La mujer frunció el ceño para quejarse de su sarcasmo.
Del hotel salieron dos vaqueros, ambos fumando grandes puros. Tinafey esperó a que pasaran y le dijo a Petty:
—¿Y no podría quedarme contigo esta noche?
—¿A qué te refieres?
—Aún te debo una fiesta.
—No te preocupes por eso.
—Te prometo que, en cuanto amanezca, me largo. —Le tocó las manos—. Tengo miedo.
Y era evidente que lo tenía. Petty la miró a los ojos y se dio cuenta de que aquello no era un timo. Aunque sabía que no era buena idea, sacó la maleta del maletero y, si bien se sintió como un gentil caballero al hacerlo, no pudo evitar pensar que algo malo se le venía encima.
—¡Qué coño! Un par de copas y unas risas.
—Así me gusta, cielo —respondió ella con un ronroneo—. Copas y risas.
Tinafey se le acurrucó mientras pasaban por la puerta doble del hotel y se dirigían al casino, donde los recibió la eterna promesa de calidez, luz y un futuro que podía cambiar en un abrir y cerrar de ojos.
En su sueño, Petty era incapaz de leer las señales de tráfico. Estaba perdido, desesperado, en una interestatal por la que, sin duda, no era la primera vez que conducía. Se le mezclaban números y letras que pasaban a toda velocidad y las flechas luminosas apuntaban en todas las direcciones. Qué alivio sintió cuando despertó de repente y se dio cuenta de que estaba en la habitación del Sands, tumbado en la cama en vez de sudoroso, al volante de su coche. El sol quemaba con fuerza las rendijas de las opacas cortinas y Tinafey dormía en silencio, lejos de su alcance, dándole la espalda, tirando de la sábana.
La noche anterior habían necesitado más de dos copas para relajarse, para echarse esas risas. Sin embargo, en el momento en que habían empezado a pasarlo bien, se habían entregado a ello con el celo de la gente que sabe lo escasos que son los buenos momentos. Bailaron un poco, juguetearon un poco y se olvidaron por completo de la posibilidad de que Bo apareciera por allí, tambaleándose, ávido de venganza. «Le he dado tan fuerte que, ese, ahora mismo, es incapaz hasta de arrastrarse —le había asegurado Tinafey—. Le he dado tan fuerte que está viendo las estrellas... en otro planeta».
Acabaron en la cama, con la mujer cabalgando encima de él como si fuera un caballo corcoveando. Petty recordaba cada uno de los movimientos de cabeza de ella, cada brinco de sus pechos, y que su coño lo sujetaba como si no fuera a soltarlo jamás. Cuando terminaron, la mujer se inclinó para darle un beso, pegó su pecho sudoroso al de él y le susurró: «Cariño, me has dejado para el arrastre». Petty se quedó frito con una sonrisa en los labios.

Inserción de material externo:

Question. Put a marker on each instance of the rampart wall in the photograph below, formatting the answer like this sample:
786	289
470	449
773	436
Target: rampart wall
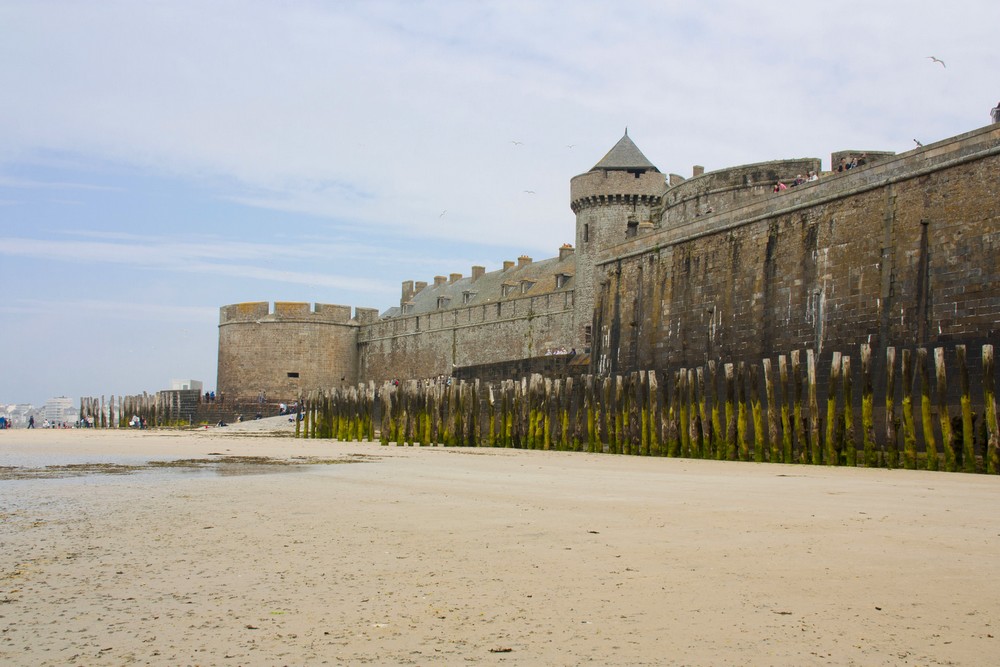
278	354
902	252
434	343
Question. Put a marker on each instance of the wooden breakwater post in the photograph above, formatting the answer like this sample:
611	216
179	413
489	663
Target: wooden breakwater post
868	408
831	456
990	413
909	425
775	453
759	435
947	435
930	444
891	427
814	422
968	434
731	427
850	444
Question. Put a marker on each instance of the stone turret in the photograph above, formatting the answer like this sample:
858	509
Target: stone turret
610	202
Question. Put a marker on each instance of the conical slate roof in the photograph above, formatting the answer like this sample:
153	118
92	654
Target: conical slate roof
625	156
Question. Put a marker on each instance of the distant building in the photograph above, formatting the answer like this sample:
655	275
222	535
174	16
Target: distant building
60	409
180	385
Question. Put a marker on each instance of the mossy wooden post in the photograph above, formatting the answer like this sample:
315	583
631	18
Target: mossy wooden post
694	419
731	451
868	408
992	454
947	435
968	436
798	425
742	421
653	408
831	457
891	426
683	413
909	426
757	414
550	403
815	446
850	443
588	407
703	419
775	455
718	433
930	445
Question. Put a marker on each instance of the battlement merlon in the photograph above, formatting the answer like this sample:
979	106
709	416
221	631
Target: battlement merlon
260	312
607	186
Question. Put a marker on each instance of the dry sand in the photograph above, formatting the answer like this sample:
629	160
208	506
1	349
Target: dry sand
457	556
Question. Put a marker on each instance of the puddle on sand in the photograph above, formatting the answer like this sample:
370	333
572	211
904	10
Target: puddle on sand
217	466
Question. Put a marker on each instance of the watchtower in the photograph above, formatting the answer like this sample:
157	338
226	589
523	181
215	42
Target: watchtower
610	201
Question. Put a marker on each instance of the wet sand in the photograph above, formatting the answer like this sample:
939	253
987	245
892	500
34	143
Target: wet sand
481	556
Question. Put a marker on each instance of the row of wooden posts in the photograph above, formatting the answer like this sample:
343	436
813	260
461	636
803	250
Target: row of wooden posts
683	413
107	412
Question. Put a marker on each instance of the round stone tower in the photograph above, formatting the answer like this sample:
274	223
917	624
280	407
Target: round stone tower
610	201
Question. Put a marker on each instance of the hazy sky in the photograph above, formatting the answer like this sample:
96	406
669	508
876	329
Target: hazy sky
161	159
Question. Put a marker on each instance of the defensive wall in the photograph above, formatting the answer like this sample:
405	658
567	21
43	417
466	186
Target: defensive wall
434	343
902	252
278	353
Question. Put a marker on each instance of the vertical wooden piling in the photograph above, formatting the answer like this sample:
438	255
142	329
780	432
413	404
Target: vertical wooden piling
947	435
968	436
992	454
850	444
930	445
815	446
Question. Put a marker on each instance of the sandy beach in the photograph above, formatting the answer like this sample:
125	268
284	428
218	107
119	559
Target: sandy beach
414	556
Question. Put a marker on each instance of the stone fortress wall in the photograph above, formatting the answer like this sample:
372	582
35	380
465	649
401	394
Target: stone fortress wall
902	252
288	350
673	271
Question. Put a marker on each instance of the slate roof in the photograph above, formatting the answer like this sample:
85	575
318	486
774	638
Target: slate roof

Y volvió a sonreír al verla dormida a su lado.
«Me gusta esta chica».
Y a ella debía de gustarle él si se había sentido tan cómoda como para quedarse con él toda la noche. Se planteó despertarla para ver si quería un café del bar de la planta baja, pero decidió dejar que siguiera durmiendo.
Se vistió con unos pantalones de chándal y una sudadera con capucha y se peinó. Antes de salir de la habitación se puso el reloj y cogió la cartera y el teléfono. En una ocasión, en Las Vegas, una prostituta se había largado con toda la pasta que le quedaba y, por mucho que le gustara Tinafey, no era de esos que tropezaban dos veces con la misma piedra.
La fila del bar llegaba hasta el casino. Petty se puso a la cola. El cotorreo incesante de las tragaperras incrementaba el dolor de cabeza que tenía por culpa de la resaca. «¡Rueeeda... de... la... fortunaaa!», gritó una de las máquinas por encima de oleadas de aplausos enlatados mientras otra emitía a todo volumen el sonido de monedas tintineando en una bandeja de metal a pesar de que pagara con un tique de papel que se tenía que canjear en el cajero.